Vous aurez remarqué que l'utilisation de la majorité de ces armes ne nécessite pas la présence du policier sur le terrain. Flic ou militaire, voilà deux métiers en pleine mutation et qui vont s'avérer être de moins en moins dangereux, en tout cas comportant moins de risques que le travailleur lambda ou le civil manifestant dans la rue pour ses droits !
Les études et expérimentations tant civiles que militaires ne sont pas nouvelles : apparu aux Etats-Unis, le processus de légitimation des armes non létales (ANL) date des années 1960-1970 période marquée par l'émergence des masses contestataires et des mouvements de défense des droits civiques. La théorie de la non-létalité a pris également une place centrale dans la réflexion militaire sur les « conflits asymétriques » (cf guerres d'indépendance, guérilla) et la guerre urbaine ; pour exemple, 2006 a été la première expérience importante menée par les Etats-Unis en Irak dans le contexte de gestion post-conflit. La guerre des Balkans n'est pas en reste d'expériences quant à l'utilisation d'armes non létales.
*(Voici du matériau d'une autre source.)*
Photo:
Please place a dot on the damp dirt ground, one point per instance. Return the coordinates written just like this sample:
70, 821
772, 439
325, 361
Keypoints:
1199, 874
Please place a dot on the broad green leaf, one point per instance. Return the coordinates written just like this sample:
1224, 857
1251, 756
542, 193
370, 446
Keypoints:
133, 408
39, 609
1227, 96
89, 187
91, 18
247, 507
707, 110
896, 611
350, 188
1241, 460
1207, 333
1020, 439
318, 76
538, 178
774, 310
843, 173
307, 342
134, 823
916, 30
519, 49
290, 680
Le concept de non-létalité postule pour finalité un armement spécifique évitant la mort. Nul doute que cet « évitement de la mort », cette « sauvegarde de la vie » a à voir avec la pensée judéo-chrétienne : il s'agit d'affirmer au nom de la morale chrétienne et de l'éthique libérale, pourquoi pas « verte et durable », une nouvelle logique du Pouvoir plus conforme à notre société moderne.
On est en droit de penser que face à la violence, militaire ou sociale, portée par le capitalisme, il s'agit de laisser croire à une sorte « d'humanisation de la violence », une « humanisation du Pouvoir capitaliste ». De la même manière que parler de guerre humanitaire permet de légitimer la guerre, le concept de non-létalité permet de légitimer le contrôle des masses au nom de la nécessaire défense de la société contre l'ennemi, de l'intérieur en particulier. En d'autres termes, le concept d'arme non létale s'inscrit dans le remplacement du « pouvoir lié à la mort » dans une société disciplinaire au profit d'un « pouvoir diffus et massifiant » dans une société de contrôle.
In fine, l'objectif est bien de contrôler les corps et les esprits, cela s'avérant plus rentable que donner la mort ! On accepte bien d'être video-surveillés et fliqués par nos portables et ordinateurs !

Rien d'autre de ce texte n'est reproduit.